THE REAL ESTATE PROBLEM

This form of enterprise is similar to running an underground economy, yet the resource circulates within the economy.

There are also disruptive sources emerging.  Key among them is deal-making through well connected wheeler-dealers.  This is money that is not actually earned since most of it ends up in real estate, which does not make economic sense. 

A good example is purchasing property for Sh100 million that earns rent of below Sh300,000 a month, so that the payback period is way beyond ten years. 

There is also a growing rate of fool’s finance, where wheeler-dealers buy property or businesses for their lovers.  Some legislators have fallen into this trap. It creates an artificial demand for property and pushes the price beyond what most people can afford.

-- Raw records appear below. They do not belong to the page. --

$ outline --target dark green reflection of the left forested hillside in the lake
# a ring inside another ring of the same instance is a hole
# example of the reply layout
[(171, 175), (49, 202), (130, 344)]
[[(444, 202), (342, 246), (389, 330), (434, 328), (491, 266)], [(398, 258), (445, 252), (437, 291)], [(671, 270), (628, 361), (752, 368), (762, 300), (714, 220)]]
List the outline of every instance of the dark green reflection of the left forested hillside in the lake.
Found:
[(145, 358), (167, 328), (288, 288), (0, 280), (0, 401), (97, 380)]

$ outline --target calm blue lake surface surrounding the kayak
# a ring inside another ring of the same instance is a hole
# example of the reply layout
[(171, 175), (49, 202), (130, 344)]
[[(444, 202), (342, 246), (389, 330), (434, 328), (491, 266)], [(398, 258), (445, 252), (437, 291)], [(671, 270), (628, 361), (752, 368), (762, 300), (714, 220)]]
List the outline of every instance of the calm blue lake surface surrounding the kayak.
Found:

Remittance from the diaspora is a factor too, because it gets into investments that rarely make sense, with some of the resources ending up in consumption.

In a free market economy like ours, we assume that money will trickle down especially when we buy produce or hire services from those at the bottom of the pyramid.  These assumptions are wrong and very Western. 

OIL PRICE OPPORTUNITY

We need to come up with our own theories of African capitalism.  We must support local start-ups and develop lasting relationships. We must deliberately create rural enterprise clusters by seeking opportunity in these places and helping the locals to exploit them. 

For example, the Centum Coal Power Plant should not have been built at the Coast as a risk mitigation measure.  It should have been built within the Mui Basin and government should have taken the risk of ensuring that the coal from Mui meets the required standards.  The Coastal region has itself many unexploited opportunities, including fishing, to fire the local economy.

With the decreasing oil prices, there is an opportunity to lower our input cost and fuel our economy to grow sustainably at double digits, exploit local opportunities to widen the inclusivity net, enhance the regulatory framework in the retail sector to create more opportunities at the bottom of the pyramid and above all be part of the economic revolution that is underway. 

Indeed there is growth, but it cannot be sustainable in the long run. There is greater benefit in capturing all our economic data in order to understand our growth pattern and change our economies in a positive way.